This is helpful when the
hypothesis or perception is an accurate one, but hinders decision making when
it’s not. Of course, confirmation bias is often employed to defuse
cognitive
dissonance, 
a feeling of discomfort when two
conflicting thoughts are held simultaneously, particularly when people are
emotionally oriented towards a given perception or outcome. Visit any NHL
team-focused messageboard, for example, and casually suggest that one the
club’s favored players isn’t as good as he’s generally perceived to be by the
fan base. Then sit back and watch the stirred hornets nest.
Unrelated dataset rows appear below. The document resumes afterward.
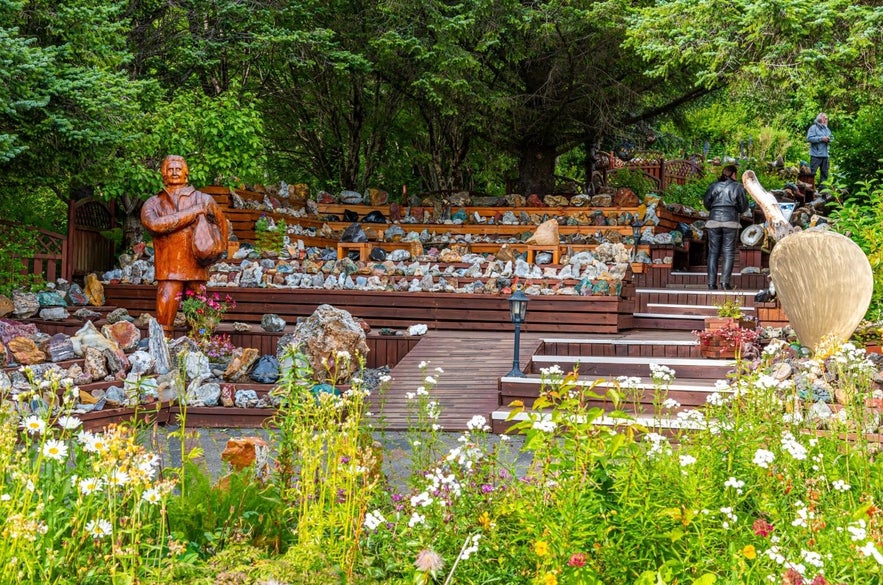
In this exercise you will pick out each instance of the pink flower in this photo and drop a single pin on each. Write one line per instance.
(762, 528)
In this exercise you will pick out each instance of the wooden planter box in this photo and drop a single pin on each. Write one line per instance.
(715, 323)
(149, 414)
(717, 351)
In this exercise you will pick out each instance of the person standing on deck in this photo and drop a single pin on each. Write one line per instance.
(725, 200)
(170, 217)
(819, 137)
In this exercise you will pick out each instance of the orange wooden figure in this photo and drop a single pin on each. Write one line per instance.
(170, 217)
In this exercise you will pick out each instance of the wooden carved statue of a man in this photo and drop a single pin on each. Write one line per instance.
(171, 217)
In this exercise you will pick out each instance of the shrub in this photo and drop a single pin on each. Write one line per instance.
(634, 179)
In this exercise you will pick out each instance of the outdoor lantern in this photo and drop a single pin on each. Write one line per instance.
(636, 234)
(518, 306)
(517, 312)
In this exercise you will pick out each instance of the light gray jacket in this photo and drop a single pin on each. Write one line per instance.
(817, 146)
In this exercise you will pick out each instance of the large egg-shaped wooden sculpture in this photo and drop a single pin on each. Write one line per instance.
(824, 283)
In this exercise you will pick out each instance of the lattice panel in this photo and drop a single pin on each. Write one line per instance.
(49, 244)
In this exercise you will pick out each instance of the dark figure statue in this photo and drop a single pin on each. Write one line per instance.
(725, 200)
(171, 216)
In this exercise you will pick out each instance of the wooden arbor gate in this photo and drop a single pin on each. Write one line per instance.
(88, 250)
(49, 259)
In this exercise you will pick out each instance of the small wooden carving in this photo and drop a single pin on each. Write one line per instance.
(171, 217)
(823, 279)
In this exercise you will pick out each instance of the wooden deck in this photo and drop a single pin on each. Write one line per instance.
(472, 365)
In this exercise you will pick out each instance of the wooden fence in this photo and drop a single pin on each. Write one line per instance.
(662, 172)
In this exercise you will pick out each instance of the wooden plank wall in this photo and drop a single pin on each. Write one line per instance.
(384, 350)
(554, 313)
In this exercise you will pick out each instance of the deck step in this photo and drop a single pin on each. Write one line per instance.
(677, 317)
(699, 368)
(619, 341)
(690, 310)
(704, 291)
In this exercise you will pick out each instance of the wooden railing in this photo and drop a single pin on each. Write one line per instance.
(662, 172)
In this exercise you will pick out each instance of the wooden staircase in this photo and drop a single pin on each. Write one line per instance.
(669, 303)
(622, 363)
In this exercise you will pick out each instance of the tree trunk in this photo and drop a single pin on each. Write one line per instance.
(592, 144)
(133, 231)
(536, 169)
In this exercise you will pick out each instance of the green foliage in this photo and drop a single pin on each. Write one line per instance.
(327, 468)
(814, 53)
(209, 517)
(634, 179)
(859, 217)
(72, 496)
(858, 148)
(34, 206)
(269, 239)
(690, 194)
(730, 308)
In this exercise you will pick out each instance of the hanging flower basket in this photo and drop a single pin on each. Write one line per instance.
(726, 341)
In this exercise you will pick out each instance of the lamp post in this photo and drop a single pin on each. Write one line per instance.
(636, 234)
(517, 312)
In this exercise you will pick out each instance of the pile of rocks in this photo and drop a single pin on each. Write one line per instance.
(94, 370)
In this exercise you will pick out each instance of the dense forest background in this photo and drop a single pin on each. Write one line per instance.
(483, 95)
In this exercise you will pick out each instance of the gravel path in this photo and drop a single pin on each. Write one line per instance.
(212, 441)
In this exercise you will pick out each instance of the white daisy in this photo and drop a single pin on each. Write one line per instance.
(99, 528)
(34, 425)
(68, 422)
(55, 449)
(151, 496)
(90, 485)
(118, 477)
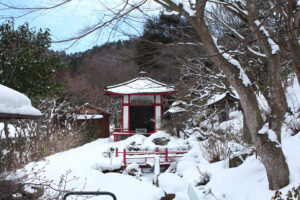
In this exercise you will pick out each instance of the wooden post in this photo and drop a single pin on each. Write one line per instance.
(166, 154)
(124, 158)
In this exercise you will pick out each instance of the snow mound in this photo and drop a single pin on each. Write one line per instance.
(14, 102)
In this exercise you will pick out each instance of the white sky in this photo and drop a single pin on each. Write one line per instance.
(68, 20)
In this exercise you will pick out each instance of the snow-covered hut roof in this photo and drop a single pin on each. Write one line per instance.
(84, 109)
(88, 116)
(15, 105)
(140, 85)
(218, 98)
(175, 109)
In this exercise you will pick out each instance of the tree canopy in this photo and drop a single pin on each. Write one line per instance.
(26, 63)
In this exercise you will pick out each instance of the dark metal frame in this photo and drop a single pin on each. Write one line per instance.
(90, 193)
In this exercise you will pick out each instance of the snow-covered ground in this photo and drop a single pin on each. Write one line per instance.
(247, 181)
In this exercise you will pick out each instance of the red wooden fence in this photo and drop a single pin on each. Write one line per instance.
(142, 157)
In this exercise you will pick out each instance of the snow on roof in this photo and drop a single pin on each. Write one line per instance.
(89, 116)
(14, 104)
(219, 97)
(175, 109)
(140, 85)
(176, 103)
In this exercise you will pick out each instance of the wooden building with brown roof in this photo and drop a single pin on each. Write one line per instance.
(98, 117)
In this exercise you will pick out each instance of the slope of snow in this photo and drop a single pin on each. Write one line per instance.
(247, 181)
(13, 102)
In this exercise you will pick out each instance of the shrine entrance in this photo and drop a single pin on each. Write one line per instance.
(141, 117)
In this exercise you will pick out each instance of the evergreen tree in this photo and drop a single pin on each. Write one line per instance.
(26, 64)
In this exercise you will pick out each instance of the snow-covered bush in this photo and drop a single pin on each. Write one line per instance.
(161, 141)
(293, 193)
(134, 146)
(204, 178)
(214, 149)
(134, 170)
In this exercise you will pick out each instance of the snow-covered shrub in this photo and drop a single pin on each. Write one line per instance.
(162, 141)
(134, 146)
(203, 179)
(214, 149)
(134, 170)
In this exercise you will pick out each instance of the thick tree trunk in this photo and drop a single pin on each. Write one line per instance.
(293, 25)
(271, 155)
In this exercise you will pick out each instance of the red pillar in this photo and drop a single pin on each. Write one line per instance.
(166, 154)
(124, 157)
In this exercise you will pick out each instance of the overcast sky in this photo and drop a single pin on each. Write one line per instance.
(68, 20)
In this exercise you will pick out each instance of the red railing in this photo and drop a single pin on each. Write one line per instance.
(141, 157)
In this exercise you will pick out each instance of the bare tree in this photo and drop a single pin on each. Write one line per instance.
(260, 40)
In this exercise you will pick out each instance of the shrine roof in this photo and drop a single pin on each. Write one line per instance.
(140, 85)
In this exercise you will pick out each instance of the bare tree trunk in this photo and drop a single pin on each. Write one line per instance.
(271, 155)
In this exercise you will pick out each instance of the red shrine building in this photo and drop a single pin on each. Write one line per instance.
(142, 105)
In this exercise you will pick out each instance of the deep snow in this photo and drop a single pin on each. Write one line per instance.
(247, 181)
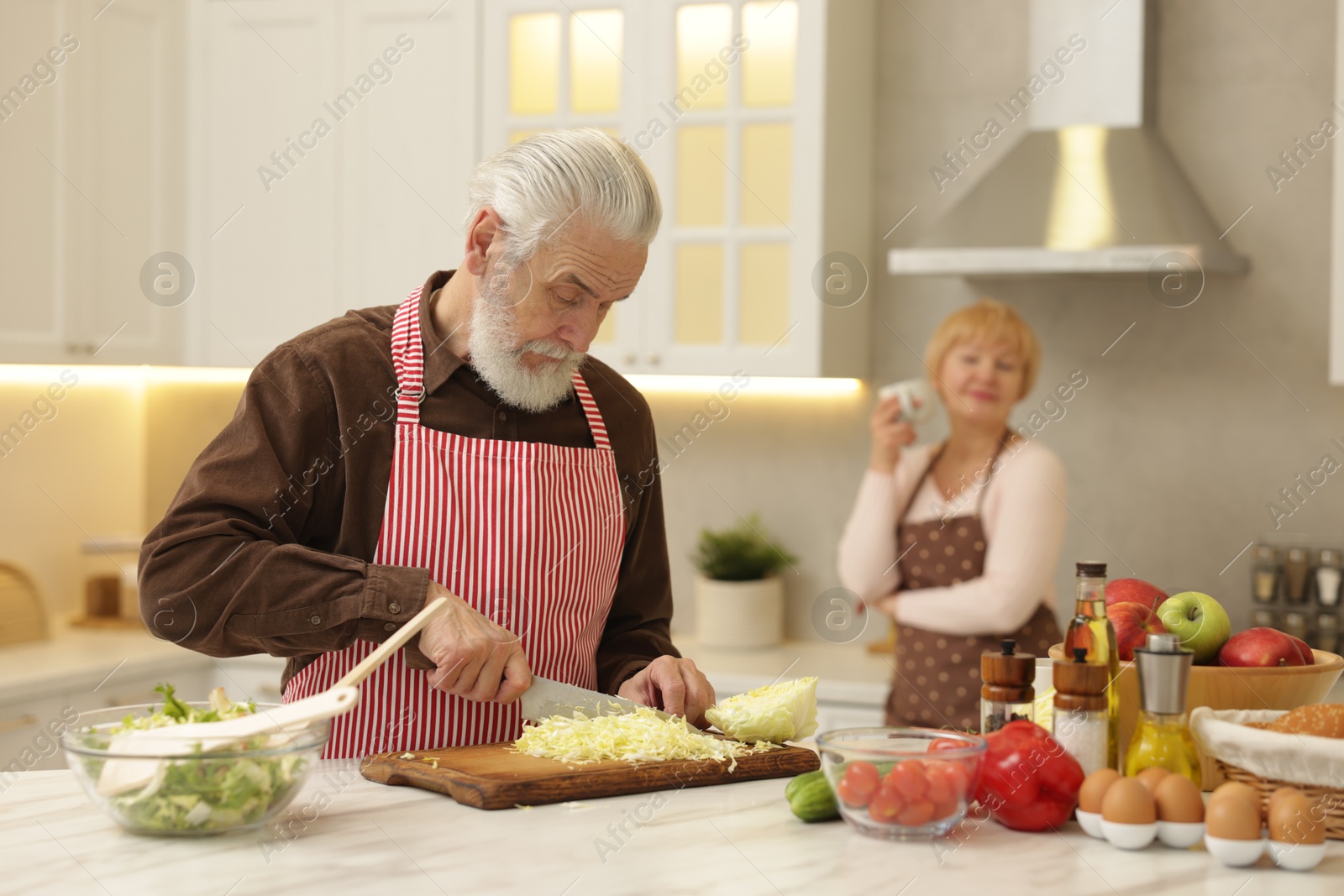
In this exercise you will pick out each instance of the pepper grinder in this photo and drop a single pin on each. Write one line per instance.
(1162, 736)
(1007, 691)
(1079, 720)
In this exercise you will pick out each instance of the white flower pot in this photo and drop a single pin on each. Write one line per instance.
(738, 614)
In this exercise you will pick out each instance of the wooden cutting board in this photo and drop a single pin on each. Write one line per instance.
(495, 777)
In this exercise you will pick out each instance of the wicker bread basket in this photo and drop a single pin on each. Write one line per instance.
(1268, 759)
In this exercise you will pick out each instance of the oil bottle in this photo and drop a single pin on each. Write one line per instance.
(1090, 629)
(1162, 735)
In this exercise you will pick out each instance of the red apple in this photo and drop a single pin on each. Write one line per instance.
(1133, 622)
(1261, 647)
(1133, 591)
(1308, 654)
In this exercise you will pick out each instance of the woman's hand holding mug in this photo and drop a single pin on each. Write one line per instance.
(900, 406)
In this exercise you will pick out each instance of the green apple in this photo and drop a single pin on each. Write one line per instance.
(1200, 621)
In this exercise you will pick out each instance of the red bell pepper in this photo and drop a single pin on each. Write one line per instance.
(1030, 782)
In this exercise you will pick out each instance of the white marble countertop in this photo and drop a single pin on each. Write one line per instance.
(80, 658)
(738, 840)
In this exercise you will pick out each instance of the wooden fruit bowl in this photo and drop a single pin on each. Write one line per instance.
(1231, 688)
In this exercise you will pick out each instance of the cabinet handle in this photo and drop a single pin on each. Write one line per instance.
(26, 720)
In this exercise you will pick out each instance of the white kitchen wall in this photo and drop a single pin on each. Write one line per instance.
(1173, 448)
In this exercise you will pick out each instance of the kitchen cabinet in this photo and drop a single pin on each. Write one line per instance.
(333, 143)
(93, 150)
(756, 118)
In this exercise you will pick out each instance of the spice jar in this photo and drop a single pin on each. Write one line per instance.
(1294, 575)
(1328, 578)
(1265, 574)
(1007, 692)
(1081, 725)
(1328, 633)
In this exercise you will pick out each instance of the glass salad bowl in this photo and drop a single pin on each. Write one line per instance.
(902, 783)
(188, 792)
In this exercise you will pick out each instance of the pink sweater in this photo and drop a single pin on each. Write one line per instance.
(1025, 530)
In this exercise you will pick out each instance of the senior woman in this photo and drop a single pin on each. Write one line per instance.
(958, 540)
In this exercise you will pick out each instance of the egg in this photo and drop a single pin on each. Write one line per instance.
(1151, 777)
(1095, 788)
(1128, 802)
(1231, 820)
(1178, 799)
(1294, 820)
(1238, 790)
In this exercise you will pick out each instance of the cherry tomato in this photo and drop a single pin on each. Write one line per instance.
(917, 812)
(886, 805)
(945, 809)
(911, 779)
(858, 783)
(958, 775)
(941, 786)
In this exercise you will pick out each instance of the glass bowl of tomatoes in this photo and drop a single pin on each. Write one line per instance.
(902, 783)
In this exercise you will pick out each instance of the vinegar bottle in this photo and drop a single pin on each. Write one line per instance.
(1090, 629)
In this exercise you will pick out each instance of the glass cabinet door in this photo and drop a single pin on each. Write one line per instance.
(732, 224)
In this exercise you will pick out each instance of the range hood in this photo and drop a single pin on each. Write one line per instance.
(1092, 188)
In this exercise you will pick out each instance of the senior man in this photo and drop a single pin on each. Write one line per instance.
(313, 526)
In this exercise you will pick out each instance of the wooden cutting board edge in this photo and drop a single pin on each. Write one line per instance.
(611, 779)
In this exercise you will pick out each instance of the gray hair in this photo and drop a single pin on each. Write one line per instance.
(539, 183)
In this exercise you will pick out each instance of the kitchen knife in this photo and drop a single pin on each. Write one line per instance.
(548, 698)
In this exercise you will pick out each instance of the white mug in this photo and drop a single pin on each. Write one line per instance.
(909, 391)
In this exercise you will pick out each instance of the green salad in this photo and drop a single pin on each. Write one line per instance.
(208, 792)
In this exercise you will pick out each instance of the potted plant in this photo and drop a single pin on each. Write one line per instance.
(738, 591)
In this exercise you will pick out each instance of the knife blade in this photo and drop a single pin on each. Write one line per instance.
(548, 698)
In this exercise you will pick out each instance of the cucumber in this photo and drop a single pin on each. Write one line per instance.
(811, 799)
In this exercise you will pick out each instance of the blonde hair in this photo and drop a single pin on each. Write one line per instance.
(990, 322)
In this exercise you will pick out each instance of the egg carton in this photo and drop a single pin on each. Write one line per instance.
(1270, 759)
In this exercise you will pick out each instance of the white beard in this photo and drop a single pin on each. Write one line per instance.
(501, 367)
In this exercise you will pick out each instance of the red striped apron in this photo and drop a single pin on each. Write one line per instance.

Even if one were to include a
host of defensible facts or stats, there would be little chance of swaying
public opinion or assuaging the resultant tidal wave of abuse. Not only are
fans motivated to confirm their beliefs (like everyone else), they’re motivated
to construct their beliefs in a fashion that accords with their experiences and
established self-identity as a fan of Team X. Positive associations based on
emotional experiences can powerfully influence the construction of a perception
and, therefore, the maintenance of a bias. And sports fans aren’t the only
folks subject to these perceptual machinations: consider how often NHL GM’s
re-sign players to an obviously inflated salary in the wake of an emotional or
improbable playoff run.

There are other flavors of
mental shortcuts beyond the confirmation bias. The
availability
heuristic
, for example, refers to the tendency
to base a judgement on how easy it is to bring specific examples of something
to mind. The pitfalls of the availability heuristic is that sometimes what is
easily recalled is not necessarily accurate or representative of the object or
person in question. 

This can be observed in hockey analysis frequently. For example, a
player who appears on a lot of post-game highlight reels is often considered to
be good. If a guy makes high-impact, highly memorable plays during a game, his
performance will be easily recalled (this can work in both good and bad
directions). This can result in accurate performance evaluation if the players
game is more or less congruent with the exciting or obvious plays. If it isn’t,
however, the availability heuristic will work to skew the observers perceptions
in the direction of the “highlights” and away from the mean level of his
performance in general.

The halo effect can be a result of the availability heuristic. In hockey, this
generally applies to players whose performance markers are a little more
subtle. The halo effect is a bias in which a general impression of a person affects
inferences about future expectations. This tendency is especially obvious when
it comes to players who play or act in a pleasant or likable manner, either on
the ice (always works hard! Sticks up for teammates!) or with the media/fans
(funny, easily approachable, etc.). 

In the NHL, these are typically the players
who consistently fail to produce worthwhile results but tend to stick around
year after year due to some perceived quality that both fans and hockey
decision makers tend to value. These acquisitions are usually rationalized in
terms of “intangibles” – character, leadership, work ethic – and the guys are
valued even when their tangible contributions don’t tend to actually help the
team win.

Similarly, evaluations
frequently suffer from
illusory correlation, which is the tendency to perceive a relationship where none
exists. The human brain is excellent at identifying (and sometimes fabricating)
patterns, but lousy at identifying true relationships within those patterns. In
hockey analysis, for instance, it’s simple to fall prey to the
post hoc
ergo propter hoc
fallacy, which is
the tendency to assume that since one event follows another, the latter was
necessarily caused by the former. 

Of course, the sequence of events can be
entirely coincidental rather than causal. In what can be referred to as
“building a narrative”, fans will observe a sequence of events and codify the
entirety into a typical story structure featuring heroes, villains, rising
action, a climax, etc. The narrative lends structure and meaning to observed
events, but often substitutes archetypes and assumptions for analysis and causal understanding.

An illustration

The New York Rangers and
Philadelphia Flyers are tied in the third period of a hockey game. The two
fourth lines for each team take the ice and the enforcers decide it’s time to
dance. Derek Boogaard wrestles with Jody Shelley for a minute and half before
scoring a devastating left hook and a decisive victory. The fans cheer, the
players bang their sticks on the boards and the goons go to the penalty box. 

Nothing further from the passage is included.